Emma Murphy, Adelaide

The February 13 Advertiser reported that the US-owned company Halliburton, which has a subsidiary based in Adelaide, has imported Indonesian workers and paid them slave-like wages to dig ditches at their gas extraction plant in outback South Australia.

It is alleged that the workers were brought over late last year and worked 12-hour shifts (in summer desert weather) for 80 days straight. For the first 40 days they were paid $40 a day. Later it was raised to $80 a day. They were working alongside Australian workers being paid $15 an hour. The meals provided sometimes contained pork, which meant the Muslim employees went without.

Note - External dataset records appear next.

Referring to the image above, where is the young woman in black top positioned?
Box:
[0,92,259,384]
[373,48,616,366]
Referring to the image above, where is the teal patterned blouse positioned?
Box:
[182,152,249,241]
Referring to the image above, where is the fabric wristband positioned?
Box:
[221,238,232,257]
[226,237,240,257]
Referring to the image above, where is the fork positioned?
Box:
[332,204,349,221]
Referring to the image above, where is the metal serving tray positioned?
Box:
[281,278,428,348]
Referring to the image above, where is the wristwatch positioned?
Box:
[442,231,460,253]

A Halliburton spokesperson claimed that the workers were paid a $108-a-day "bonus" on top of their wage. However, it is not the first time Halliburton's exploitation has made the papers. HalliburtonWatch.org reports that the company, which has raked in US$18 billion worth of "reconstruction" contracts in Iraq, bills the US military $50 a day per Third World worker in Iraq, workers whose daily wage is $5.

The latest allegations also raise more questions about Australia's department of immigration. When skilled migration visas are processed, DIMA is supposed to make sure that the conditions of such visas are complied with.

According to the Advertiser, immigration minister Amanda Vanstone "maintains that her department does an outstanding job in ... ensuring that the employers comply with the conditions...". However, if Halliburton has been paying workers $40 a day to do physical labour in harsh desert conditions, either Vanstone is lying or the "conditions" attached to the visas of these workers amount to slave labour.

ACTU president Sharan Burrow issued a statement in response to this and similar claims of super-exploitation that have recently come to light. Unfortunately, while calling on the prime minister to ensure that migrant workers are paid a decent wage, Burrow argues that his first job should be to "make sure that employers look to fill these jobs with Australians".

Burrows states: "Jobs for Australian workers are threatened whenever employers fail to properly test the local labour market and instead look to exploit foreign workers. I thought we were facing a shortage of skilled workers — not a shortage of ditch diggers and other unskilled workers."

The ACTU statement runs the risk of the issue of imported workers being used to ignite workplace racism or nationalism. Focusing on competition between workers, counterposing "Australian jobs" to "migrant workers" serves only our common enemies: employers who use the system of "guest workers" to get around providing decent wages and conditions, and the government, whose racist, anti-worker stance is increasingly clear.

Working people — regardless of where they come from — are our allies. Struggling alongside migrant workers — whether "legal" or "illegal" — to improve their wages, working conditions and rights will ultimately benefit all workers.

From Green Left Weekly, February 22, 2006.